Rede com mais de 80 câmeras monitora impactos das mudanças do clima no ciclo de vida das plantas

Projeto, que acumula uma base de dados de mais de dez anos de registros de diferentes biomas brasileiros, agora se expande para o continente africano com o objetivo de entender as semelhanças e diferenças entre a savana africana e a caatinga brasileira.

A chegada da primavera é comumente associada com a ideia de nascimento e crescimento de folhas, flores e frutos, – que estavam “adormecidos”, após as frias temporadas de outono e inverno. Entretanto, diferentes tipos de vegetação têm ciclo de vida distintos, algumas se desenvolvem no inverno, outras em meios secos, algumas, inclusive, sobrevivem em ambientes de temperaturas extremas.

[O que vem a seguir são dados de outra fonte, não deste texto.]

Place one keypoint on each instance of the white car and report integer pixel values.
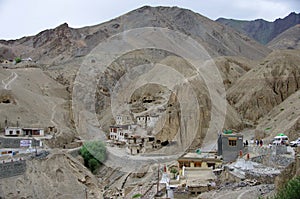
(295, 143)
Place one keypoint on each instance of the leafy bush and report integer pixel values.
(290, 191)
(138, 195)
(18, 60)
(93, 153)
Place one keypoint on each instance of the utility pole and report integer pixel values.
(157, 190)
(85, 190)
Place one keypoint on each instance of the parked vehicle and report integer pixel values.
(281, 140)
(295, 143)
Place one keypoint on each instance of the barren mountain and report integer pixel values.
(267, 85)
(289, 39)
(64, 43)
(261, 30)
(260, 86)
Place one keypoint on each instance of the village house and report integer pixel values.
(123, 120)
(137, 144)
(230, 145)
(147, 120)
(18, 131)
(13, 131)
(120, 132)
(196, 171)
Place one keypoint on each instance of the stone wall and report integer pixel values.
(10, 169)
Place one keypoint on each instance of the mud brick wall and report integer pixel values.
(10, 169)
(15, 142)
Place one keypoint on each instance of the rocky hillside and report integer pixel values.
(266, 86)
(64, 43)
(261, 30)
(289, 39)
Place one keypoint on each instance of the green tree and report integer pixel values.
(93, 165)
(93, 153)
(290, 191)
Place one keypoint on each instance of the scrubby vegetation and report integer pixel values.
(93, 153)
(290, 191)
(18, 60)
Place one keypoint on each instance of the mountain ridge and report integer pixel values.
(261, 30)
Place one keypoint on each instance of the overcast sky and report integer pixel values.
(20, 18)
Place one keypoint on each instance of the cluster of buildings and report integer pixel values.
(197, 172)
(134, 137)
(19, 131)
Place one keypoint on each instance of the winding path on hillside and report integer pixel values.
(6, 83)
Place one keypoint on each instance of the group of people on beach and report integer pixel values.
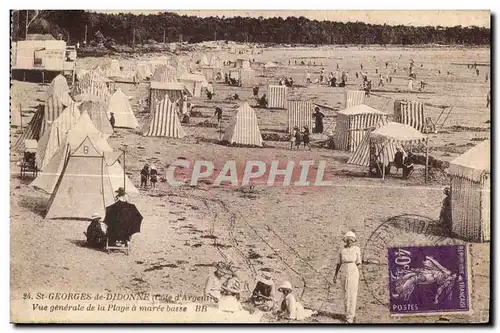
(149, 174)
(224, 288)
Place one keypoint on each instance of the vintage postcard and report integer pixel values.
(250, 166)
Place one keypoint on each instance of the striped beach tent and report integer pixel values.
(84, 128)
(244, 128)
(97, 111)
(354, 97)
(300, 114)
(119, 104)
(277, 96)
(15, 116)
(165, 121)
(384, 151)
(160, 90)
(471, 193)
(58, 85)
(55, 135)
(194, 82)
(93, 83)
(352, 125)
(410, 113)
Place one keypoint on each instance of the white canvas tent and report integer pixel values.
(119, 104)
(244, 128)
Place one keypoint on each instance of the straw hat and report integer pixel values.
(350, 234)
(285, 286)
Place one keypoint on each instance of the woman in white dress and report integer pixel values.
(350, 257)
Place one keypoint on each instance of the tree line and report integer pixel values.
(126, 28)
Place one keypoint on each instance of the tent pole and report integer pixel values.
(426, 159)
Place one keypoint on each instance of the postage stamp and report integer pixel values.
(428, 279)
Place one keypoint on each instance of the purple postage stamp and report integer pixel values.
(428, 279)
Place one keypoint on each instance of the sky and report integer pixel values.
(446, 18)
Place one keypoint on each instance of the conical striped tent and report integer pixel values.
(244, 128)
(46, 113)
(47, 179)
(354, 97)
(300, 114)
(384, 151)
(34, 131)
(410, 113)
(58, 85)
(119, 104)
(53, 138)
(15, 116)
(98, 113)
(55, 105)
(165, 121)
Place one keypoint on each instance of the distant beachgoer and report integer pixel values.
(445, 217)
(305, 137)
(318, 120)
(112, 120)
(153, 176)
(218, 114)
(263, 101)
(145, 175)
(381, 81)
(298, 137)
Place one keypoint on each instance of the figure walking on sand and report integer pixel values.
(305, 137)
(350, 258)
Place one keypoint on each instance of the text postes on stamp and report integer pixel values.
(428, 279)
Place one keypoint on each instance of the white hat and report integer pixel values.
(350, 234)
(285, 285)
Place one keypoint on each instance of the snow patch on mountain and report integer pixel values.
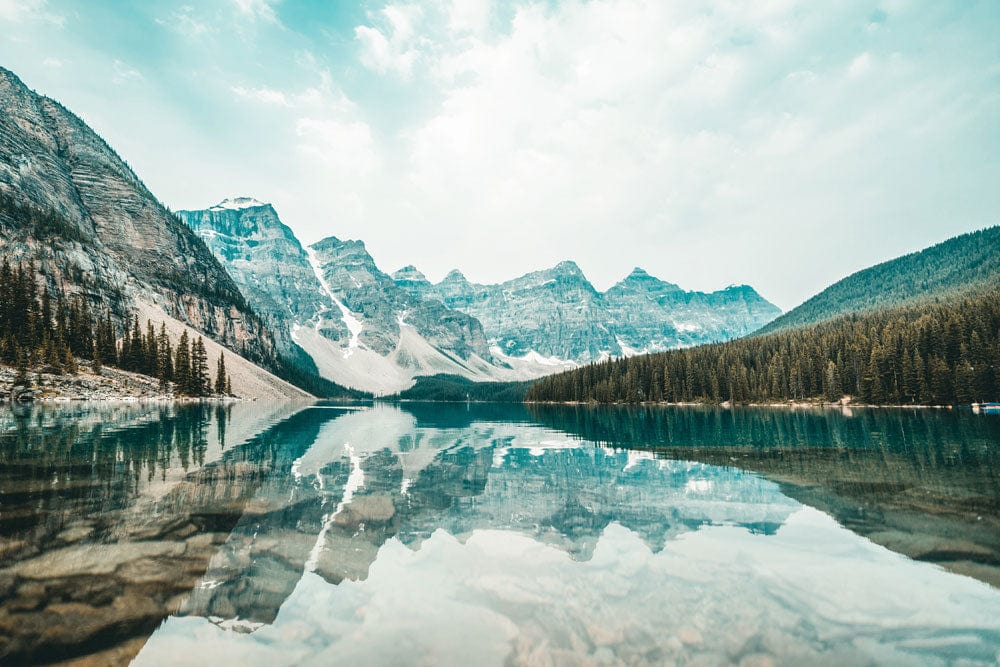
(354, 325)
(237, 203)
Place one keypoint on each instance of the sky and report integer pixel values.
(778, 143)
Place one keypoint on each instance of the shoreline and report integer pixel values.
(728, 405)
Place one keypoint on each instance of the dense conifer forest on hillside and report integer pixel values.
(970, 261)
(934, 353)
(454, 388)
(42, 329)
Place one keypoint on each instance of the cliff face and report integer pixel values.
(384, 308)
(76, 209)
(265, 259)
(557, 313)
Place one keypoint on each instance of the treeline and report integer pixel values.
(940, 353)
(943, 271)
(455, 388)
(39, 328)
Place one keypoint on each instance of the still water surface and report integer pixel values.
(251, 534)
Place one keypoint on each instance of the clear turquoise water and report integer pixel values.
(488, 534)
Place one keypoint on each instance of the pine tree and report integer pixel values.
(220, 375)
(199, 369)
(182, 366)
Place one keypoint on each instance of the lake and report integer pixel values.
(452, 534)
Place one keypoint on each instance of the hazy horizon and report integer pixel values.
(783, 146)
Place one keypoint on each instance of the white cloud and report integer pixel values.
(263, 95)
(183, 20)
(122, 73)
(344, 147)
(394, 46)
(860, 65)
(21, 11)
(257, 9)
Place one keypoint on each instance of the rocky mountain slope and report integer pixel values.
(557, 314)
(365, 329)
(71, 206)
(333, 305)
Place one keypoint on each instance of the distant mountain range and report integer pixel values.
(237, 275)
(557, 313)
(923, 329)
(366, 329)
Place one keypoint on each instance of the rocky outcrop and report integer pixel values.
(332, 309)
(75, 208)
(351, 276)
(650, 315)
(267, 262)
(557, 313)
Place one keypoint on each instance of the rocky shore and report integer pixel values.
(110, 384)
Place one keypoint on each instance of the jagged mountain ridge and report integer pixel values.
(332, 304)
(366, 329)
(557, 313)
(112, 232)
(71, 207)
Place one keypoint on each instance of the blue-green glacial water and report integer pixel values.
(255, 534)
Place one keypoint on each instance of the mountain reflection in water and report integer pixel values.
(454, 534)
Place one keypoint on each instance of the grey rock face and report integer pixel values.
(268, 263)
(271, 266)
(112, 235)
(651, 315)
(558, 313)
(352, 276)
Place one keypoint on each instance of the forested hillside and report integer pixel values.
(929, 353)
(967, 262)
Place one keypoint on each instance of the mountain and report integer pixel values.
(962, 263)
(943, 352)
(334, 310)
(558, 315)
(651, 315)
(71, 206)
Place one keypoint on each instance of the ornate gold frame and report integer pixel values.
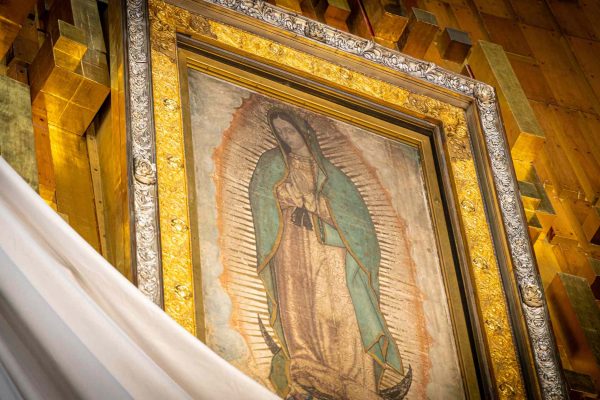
(464, 109)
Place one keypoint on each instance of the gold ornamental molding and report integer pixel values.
(164, 256)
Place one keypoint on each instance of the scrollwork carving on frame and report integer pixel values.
(168, 174)
(142, 149)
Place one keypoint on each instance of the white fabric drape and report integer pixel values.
(72, 327)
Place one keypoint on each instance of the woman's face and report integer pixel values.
(288, 133)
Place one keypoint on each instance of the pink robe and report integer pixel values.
(317, 315)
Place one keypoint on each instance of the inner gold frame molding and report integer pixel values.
(513, 316)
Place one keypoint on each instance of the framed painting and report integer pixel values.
(337, 220)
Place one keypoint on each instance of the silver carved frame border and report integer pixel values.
(141, 153)
(142, 161)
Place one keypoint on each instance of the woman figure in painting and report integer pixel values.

Nesse fluxo de crescimento e queda de folhas, o ambiente tem um papel essencial, sendo ele um dos principais responsáveis por ditar o comportamento da flora ao redor. 

Essa dinâmica, entretanto, é menos exata do que aparenta. O clima, a luminosidade, as chuvas, são alguns exemplos de fatores que podem influenciar no comportamento das plantas: períodos de maior luminosidade, podem fazer com que algumas espécies mantenham sua folhagem por um tempo maior do que o previsto. De forma semelhante, queimadas podem servir para impulsionar o crescimento de alguns tipos de vegetação. Identificar esses padrões de comportamento e a maneira como a flora responde às influências do ambiente, é o foco do campo da fenologia de plantas.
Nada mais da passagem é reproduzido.